Under the PC-PNDT Act, it is “presumed unless the contrary is proved that the pregnant woman was compelled by her husband or any other relative, as the case may be, to undergo pre-natal diagnostic technique.” The law does not hold the woman as an accused unless there is evidence to prove otherwise. The burden of proof in not on the woman undergoing sex-determination to prove her innocence.

But the Indian Medical Association has welcomed the Maharashtra panel’s proposal on the grounds that pregnant women should be held accountable. “It is the pregnant woman and her family who is asking for sex-determination,” said Dr KK Agarwal, president of the association. “The government’s focus should shift to catching families who abort girls and not doctors. The time has come that pregnant women undergoing a sex-selective abortion should be penalised. If she doesn’t go abort female foetus, there will be no gender imbalance.”

It is precisely this outlook that worries activists who say women run the risk of being treated badly if their families know that they are carrying female foetuses. “No public health intervention should be implemented if it has any potential to harm the community in any way,” said Sabu George, an activist from Delhi and the member of the national inspection and monitoring committee of the PC-PNDT Act.

Anubha Rastogi, an advocate who focuses on sexual and reproductive rights, said the PC-PNDT Act is being unjustifiably linked to the Medical Termination of Pregnancy Act, which regulates the procedure of abortion. “The PC-PNDT Act is clear and operates in the realm of pregnant women,” she explained. “The Act is clear.

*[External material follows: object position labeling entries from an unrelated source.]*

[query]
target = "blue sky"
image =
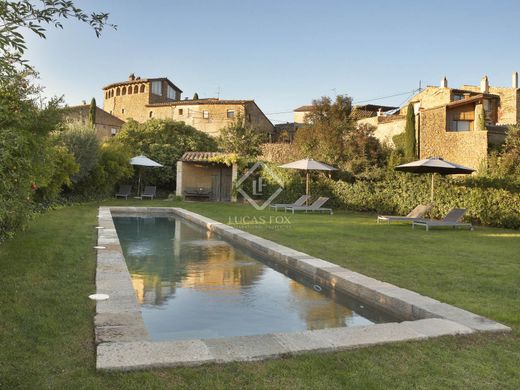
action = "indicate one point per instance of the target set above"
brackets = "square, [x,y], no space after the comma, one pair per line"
[282,53]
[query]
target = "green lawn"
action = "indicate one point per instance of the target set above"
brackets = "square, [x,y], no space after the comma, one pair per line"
[46,320]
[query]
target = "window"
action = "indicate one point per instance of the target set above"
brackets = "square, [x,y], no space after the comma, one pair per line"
[458,97]
[459,125]
[156,88]
[171,93]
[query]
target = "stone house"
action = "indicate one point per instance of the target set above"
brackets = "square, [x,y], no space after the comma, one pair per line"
[106,125]
[458,124]
[199,176]
[143,99]
[285,132]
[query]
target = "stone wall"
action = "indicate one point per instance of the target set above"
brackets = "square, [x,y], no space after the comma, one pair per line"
[509,108]
[129,105]
[467,148]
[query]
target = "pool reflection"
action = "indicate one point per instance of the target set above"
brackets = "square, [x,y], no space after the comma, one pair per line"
[194,285]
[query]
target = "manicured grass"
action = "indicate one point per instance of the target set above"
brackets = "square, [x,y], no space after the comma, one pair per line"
[46,320]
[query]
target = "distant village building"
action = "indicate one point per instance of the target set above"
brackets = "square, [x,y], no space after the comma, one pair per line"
[285,132]
[458,124]
[106,125]
[144,99]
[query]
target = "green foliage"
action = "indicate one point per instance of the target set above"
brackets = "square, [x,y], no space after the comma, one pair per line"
[241,139]
[482,118]
[92,113]
[410,152]
[112,168]
[20,15]
[27,156]
[398,193]
[81,141]
[164,141]
[362,151]
[60,165]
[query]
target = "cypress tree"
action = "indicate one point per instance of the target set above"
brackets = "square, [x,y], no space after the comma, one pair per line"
[482,115]
[409,130]
[92,113]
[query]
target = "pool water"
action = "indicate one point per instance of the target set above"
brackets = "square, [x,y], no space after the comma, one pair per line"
[192,284]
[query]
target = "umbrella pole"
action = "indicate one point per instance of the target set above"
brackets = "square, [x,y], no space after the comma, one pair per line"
[307,187]
[139,182]
[433,176]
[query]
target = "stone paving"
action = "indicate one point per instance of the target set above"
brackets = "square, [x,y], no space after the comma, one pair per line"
[123,342]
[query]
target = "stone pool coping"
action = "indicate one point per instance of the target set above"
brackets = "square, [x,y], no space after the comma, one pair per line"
[123,342]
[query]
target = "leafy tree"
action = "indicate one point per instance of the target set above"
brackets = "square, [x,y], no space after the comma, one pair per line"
[92,113]
[241,139]
[81,141]
[482,118]
[31,168]
[362,150]
[324,135]
[34,16]
[112,168]
[164,141]
[409,130]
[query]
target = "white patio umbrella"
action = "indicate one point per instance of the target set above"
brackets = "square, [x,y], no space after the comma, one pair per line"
[434,165]
[308,164]
[143,161]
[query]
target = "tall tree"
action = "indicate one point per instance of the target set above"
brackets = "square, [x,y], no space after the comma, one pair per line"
[409,130]
[326,126]
[92,113]
[34,15]
[241,139]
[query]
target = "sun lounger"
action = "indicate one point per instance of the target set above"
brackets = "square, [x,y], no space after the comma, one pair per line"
[149,192]
[299,202]
[316,206]
[124,191]
[416,213]
[451,219]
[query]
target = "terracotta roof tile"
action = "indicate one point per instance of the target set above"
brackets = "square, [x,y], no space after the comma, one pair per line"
[200,156]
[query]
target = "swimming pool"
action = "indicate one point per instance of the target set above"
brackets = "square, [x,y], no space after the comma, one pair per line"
[192,284]
[211,266]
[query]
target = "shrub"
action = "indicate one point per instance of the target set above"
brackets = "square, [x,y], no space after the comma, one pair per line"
[112,168]
[81,141]
[164,141]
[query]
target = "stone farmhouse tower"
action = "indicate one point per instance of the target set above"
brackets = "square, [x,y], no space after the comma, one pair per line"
[144,99]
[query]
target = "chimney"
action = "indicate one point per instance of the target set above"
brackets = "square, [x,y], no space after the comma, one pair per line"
[484,85]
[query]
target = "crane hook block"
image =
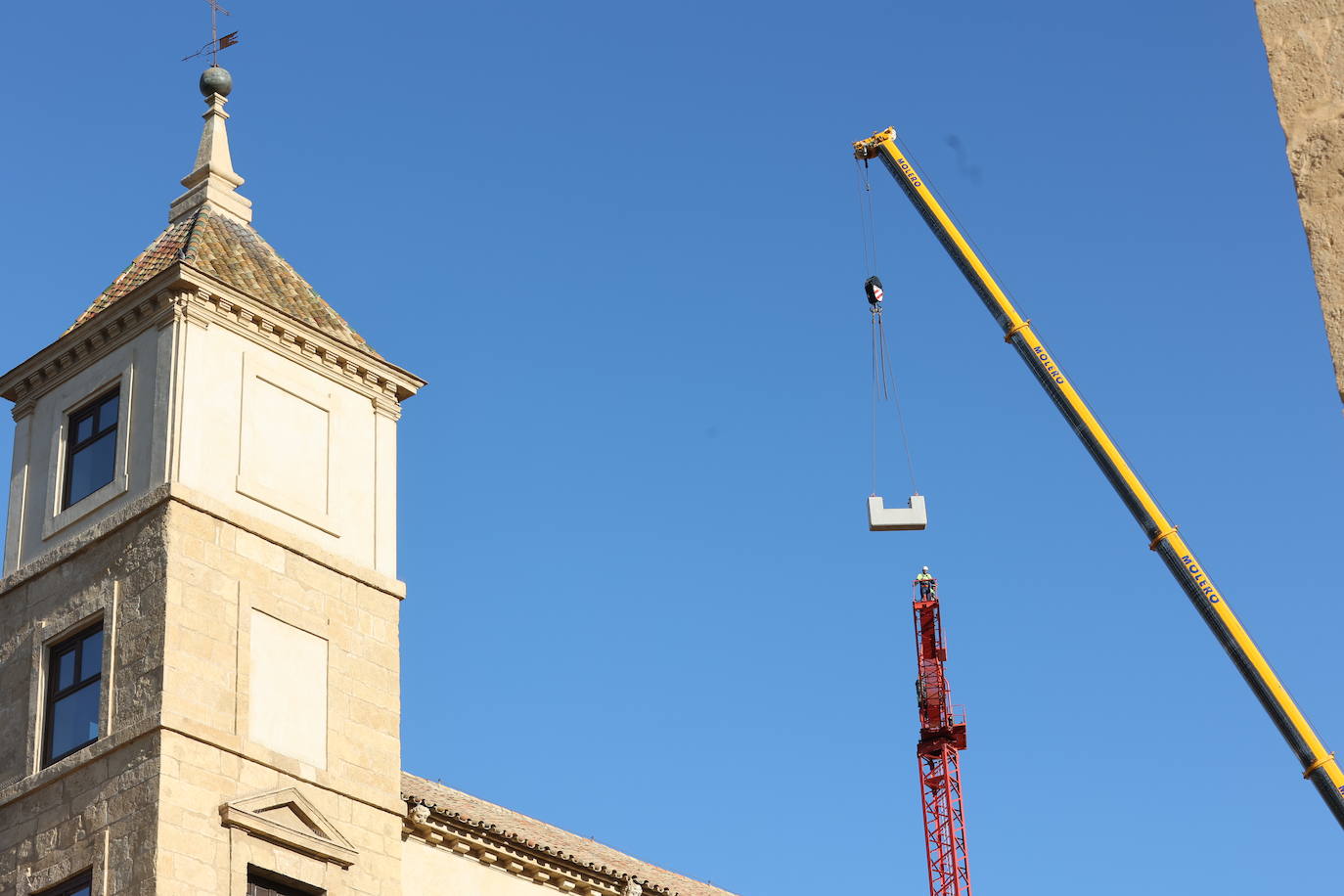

It is illegal to reveal the sex of the foetus. The problem is that the doctor community refuses to be regulated.”

She acknowledged, however, that over-zealous government authorities have levied excessive punishments on some doctors for minor violations of the law, which have led to doctors striking demanding that the Act be repealed.

George also questioned the motives behind the proposed legislation on mandatory sex-determination. “Doctors are extremely organised and powerful,” he said. “Is this an attempt to increase the overall returns of the ultrasound centres?”

Further stigmatising legal abortion

About 100 activists have demanded that the recommendations proposed by the Maharashtra panel should be rejected. They fear that the tracking of pregnant women will not only breach their privacy but also make it even more difficult to get legal abortions.

Already, seeking medical terminations of pregnancies between 12 weeks, after which the sex of the foetus can be detected, and 20 weeks is challenging, as doctors fear that authorities will assume that they are performing sex-selective abortions.

“There is a high possibility of misuse and abuse of the surveillance,” said Sheel, who points out that such monitoring might push women away from the regulated health system and force them to go to unregistered doctors for abortions, compromising their health and safety.

When asked whether the panel had considered the aspect of access to abortion, Agarwal said, “No one is snatching the woman’s right to abort. We want to curb female foeticide, and that we can achieve by tracking women pregnant with girls. A woman can do abortion if her life is in danger.”

Making sex-determination mandatory will need an amendment to the PC-PNDT Act in Parliament. “The state can only recommend,” said Deshpande. But Deshpande and other activists worry that, given the support from Women and Child Development minister Gandhi, the proposal may actually gain traction.